To do the task the whole process of interpolation ,except computing the interpolated values, should be done. Here is a solution translated from the Octave c++ source. Format of the input is the same as the frst signature of the interpn function except that there is no need to the v array. Also Xs should be vectors and should not be of the ndgrid format. Both the outputs W (weights) and I (positions) have the size (a ,b) that a is the number of neighbors of a points on the grid and b is the number of requested points to be interpolated.

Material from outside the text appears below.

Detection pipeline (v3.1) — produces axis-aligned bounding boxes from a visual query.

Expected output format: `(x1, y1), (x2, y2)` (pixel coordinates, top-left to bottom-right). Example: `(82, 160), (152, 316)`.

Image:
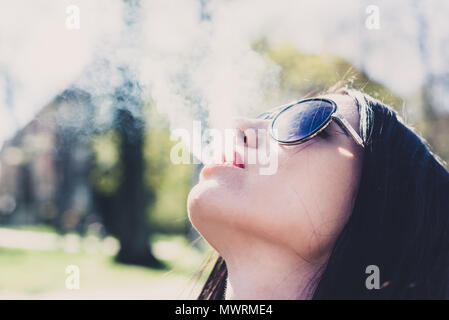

function [W , I] = lininterpnw(varargin)
% [W I] = lininterpnw(X1,X2,...,Xn,Xq1,Xq2,...,Xqn)
    n     = numel(varargin)/2;
    x     = varargin(1:n);
    y     = varargin(n+1:end);
    sz    = cellfun(@numel,x);
    scale = [1 cumprod(sz(1:end-1))];
    Ni    = numel(y{1});
    index = zeros(n,Ni);
    x_before = zeros(n,Ni);
    x_after = zeros(n,Ni);
    for ii = 1:n
        jj = interp1(x{ii},1:sz(ii),y{ii},'previous');
        index(ii,:) = jj-1;
        x_before(ii,:) = x{ii}(jj);
        x_after(ii,:) = x{ii}(jj+1);
    end
    coef(2:2:2*n,1:Ni) = (vertcat(y{:}) - x_before) ./ (x_after - x_before);
    coef(1:2:end,:)    = 1 - coef(2:2:2*n,:);
    bit = permute(dec2bin(0:2^n-1)=='1', [2,3,1]);
    %I = reshape(1+scale*bsxfun(@plus,index,bit), Ni, []).';  %Octave
    I = reshape(1+sum(bsxfun(@times,scale(:),bsxfun(@plus,index,bit))), Ni, []).';
    W = squeeze(prod(reshape(coef(bsxfun(@plus,(1:2:2*n).',bit),:).',Ni,n,[]),2)).';
end

Testing:

x={[1 3 8 9],[2 12 13 17 25]};
v = rand(4,5);
y={[1.5 1.6 1.3 3.5,8.1,8.3],[8.4,13.5,14.4,23,23.9,24.2]};

[W I]=lininterpnw(x{:},y{:});

sum(W.*v(I))
interpn(x{:},v,y{:})

Thanks to @SardarUsama for testing and his useful comments.